I followed the scrapy-zyte-smartproxy documentation to integrate proxy usage into my spider. Now my spider can't log in.
To make this done we have to use crawlera sessions, furthermore, we need to disable crawlera cookies. There's an old PR but it's still not merged and doesn't work. You need to create your own scrapy middleware in your_project/middleware.py
file to attache crawlera headers for each spider request.
from scrapy import Request
class ZyteSmartProxySessionMiddleware(object):
def process_spider_output(self, response, result, spider):
def _set_session(request_or_item):
if not isinstance(request_or_item, Request):
return request_or_item
request = request_or_item
header = b'X-Crawlera-Session'
session = response.headers.get(header)
error = response.headers.get(b'X-Crawlera-Error')
session_is_bad = error == b'bad_session_id'
if session is not None and not session_is_bad:
request.headers[header] = session
request.headers['X-Crawlera-Cookies'] = 'disable'
return request
return (_set_session(request_or_item)
for request_or_item in result or ())
Enable this middleware in your settings.py
file.
SPIDER_MIDDLEWARES = {
'your_project.middlewares.ZyteSmartProxySessionMiddleware': True,
}
To start the session attach X-Crawlera-Session: create
header to the login request inside your scrapy spider.

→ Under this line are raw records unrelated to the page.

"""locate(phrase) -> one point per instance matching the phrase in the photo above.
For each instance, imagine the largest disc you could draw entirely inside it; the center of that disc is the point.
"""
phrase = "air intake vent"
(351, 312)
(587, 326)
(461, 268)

def parse(self, response):
auth_data = {'username': self.user, 'password': self.password}
request = FormRequest.from_response(response, formdata=auth_data,
callback=self.redirect_to_select)
request.headers.setdefault('X-Crawlera-Session', 'create')
return request
Note that according to the documentation the spider will be slowed down after that.
There is a default delay of 12 seconds between each request using the same IP. These delays can differ for more popular domains.